Well, after months of flawless performance thanks to recent dishplayer upgrades (compared to lots of problems a year ago) my dishplayer has started acting flaky again. I don't know if a new upgrade has broken something or the bugs have just now started to show up...

Basically, after having a 7 day guide available and looking good, the next day I will lose the guide entirely. (All slots show "No Information.") Going to Home downloads a new Guide, which might well be gone the next day. Of course if no Guide, no recording happens. I'm getting quite annoyed by my regular programs failing to be recorded.

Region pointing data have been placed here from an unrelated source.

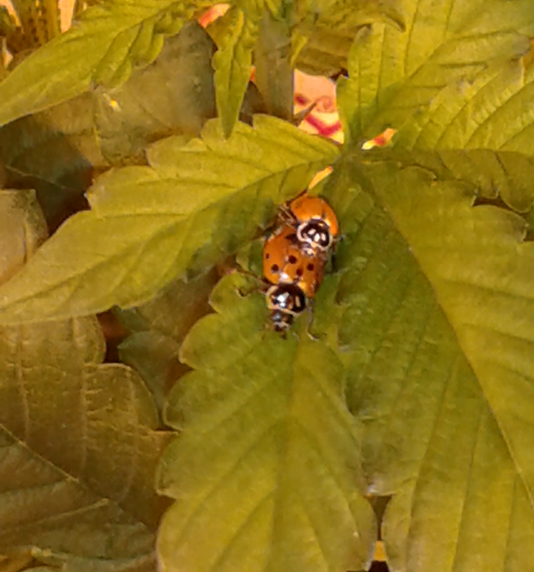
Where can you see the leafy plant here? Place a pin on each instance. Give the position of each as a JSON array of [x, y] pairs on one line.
[[211, 443]]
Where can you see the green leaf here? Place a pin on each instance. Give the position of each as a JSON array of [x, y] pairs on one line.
[[439, 324], [148, 225], [22, 230], [497, 175], [78, 438], [174, 95], [265, 441], [491, 112], [274, 69], [233, 64], [329, 33], [102, 47], [394, 74], [54, 153]]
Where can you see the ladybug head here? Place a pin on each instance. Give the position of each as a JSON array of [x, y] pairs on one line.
[[316, 233], [281, 321], [286, 298]]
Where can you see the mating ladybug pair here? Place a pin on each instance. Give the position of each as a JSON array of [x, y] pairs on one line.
[[294, 257]]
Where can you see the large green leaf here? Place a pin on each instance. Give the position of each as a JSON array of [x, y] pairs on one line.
[[439, 328], [78, 438], [394, 74], [159, 327], [53, 152], [266, 468], [330, 26], [148, 225], [101, 47], [492, 112], [503, 177], [174, 95], [57, 151]]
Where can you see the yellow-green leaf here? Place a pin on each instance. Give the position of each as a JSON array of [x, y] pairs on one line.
[[147, 225], [265, 470]]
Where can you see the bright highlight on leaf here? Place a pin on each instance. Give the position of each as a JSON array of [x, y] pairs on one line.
[[265, 470], [147, 225], [78, 438]]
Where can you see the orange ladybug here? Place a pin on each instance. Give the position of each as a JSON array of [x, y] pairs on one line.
[[285, 262], [316, 222], [285, 302]]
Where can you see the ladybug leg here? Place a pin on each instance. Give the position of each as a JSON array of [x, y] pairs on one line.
[[261, 285], [285, 216]]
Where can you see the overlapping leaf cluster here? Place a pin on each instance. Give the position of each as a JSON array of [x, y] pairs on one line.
[[424, 329]]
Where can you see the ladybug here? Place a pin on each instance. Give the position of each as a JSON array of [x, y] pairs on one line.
[[285, 300], [285, 262], [316, 222]]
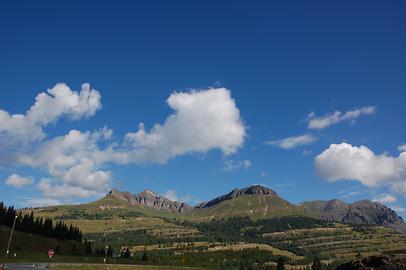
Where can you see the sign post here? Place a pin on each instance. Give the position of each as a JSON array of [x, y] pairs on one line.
[[51, 253]]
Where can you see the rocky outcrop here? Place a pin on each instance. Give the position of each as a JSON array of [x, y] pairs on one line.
[[151, 199], [361, 212], [252, 190]]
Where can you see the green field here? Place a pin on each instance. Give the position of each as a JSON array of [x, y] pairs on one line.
[[118, 267]]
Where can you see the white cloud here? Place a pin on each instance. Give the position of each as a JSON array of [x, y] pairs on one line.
[[398, 209], [346, 162], [75, 160], [294, 141], [385, 198], [39, 202], [18, 181], [402, 148], [203, 120], [307, 152], [171, 195], [320, 122], [231, 164], [76, 163], [48, 108], [50, 190]]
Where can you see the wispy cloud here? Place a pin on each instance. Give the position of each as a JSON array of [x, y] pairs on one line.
[[385, 198], [347, 162], [18, 181], [321, 122], [294, 141], [230, 164]]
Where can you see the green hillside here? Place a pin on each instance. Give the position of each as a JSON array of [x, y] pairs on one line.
[[32, 247], [253, 206]]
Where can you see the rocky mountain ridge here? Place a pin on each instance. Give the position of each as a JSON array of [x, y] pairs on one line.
[[151, 199], [257, 199], [252, 190], [360, 212]]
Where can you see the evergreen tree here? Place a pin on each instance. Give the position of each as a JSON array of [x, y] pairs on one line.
[[317, 264], [89, 250], [280, 264]]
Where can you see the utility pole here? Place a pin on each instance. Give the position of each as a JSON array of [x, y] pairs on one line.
[[9, 241], [11, 236]]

Any thoughts, info, or recent changes/bug reports matching this?

Thanks!
zane


----------



## minnow (Apr 26, 2002)

Try this:

Do the check switch, turn the DP off and then press the options button on your remote and then enter 7225000. Turn your DP back on and this will cause the unit to download the 44 hour guide. If all goes well, the moon is full, you wear garlic around your neck and the rooster comes home to roost, you might get the 7 day download at 3:00 a.m. I had the same exact problem and after that procedure, I had the 7 day guide the next day.


----------



## TopCat99 (Nov 3, 2002)

My PVR501 (I know, a different model ) likes to lose program descriptions. It'll start around 7 or 8 at night, and all programs until midnight (usually) just show "Series/Special (CC)" in info.

Go figure


----------



## Guest (Nov 30, 2002)

I am having the exact same problems that Zane posted. It started the following day after a new software update about 10 days ago. I got a hold of a level 2 tech person and after running through the usual tests, he said he is "almost certain" that it is happening because of memory loss and that the unit needs to be replaced (again). This seems a bit coincidental since it started the day after the last software update. Of course I am out of warranty so this is going to cost me another $75.00 to replace a unit that I'm not sure is even broken. Every time I call for tech support they say that these receivers are problematic and offer to upgrade me to a 501 or 508 for $200.00. Let me see, I sold you a defective product originally and you have lived with the frustrations for quite some time. Now for only $200.00 more you can have a unit that actually works. Does anyone else but me see a flaw with this ethic? 

Thanks,
George


----------



## minnow (Apr 26, 2002)

It's not ethics were talking about here, it's more like business greed. Get as much $$$ out of the customer as you can.


----------



## David_Levin (Apr 22, 2002)

Many others with this problem:

http://www.dbsforums.com/ubb/ultimatebb.php?ubb=get_topic;f=14;t=002952;p=3


----------



## origkds (Dec 2, 2002)

Last night I got my first 3 A.M. download in ten days.


----------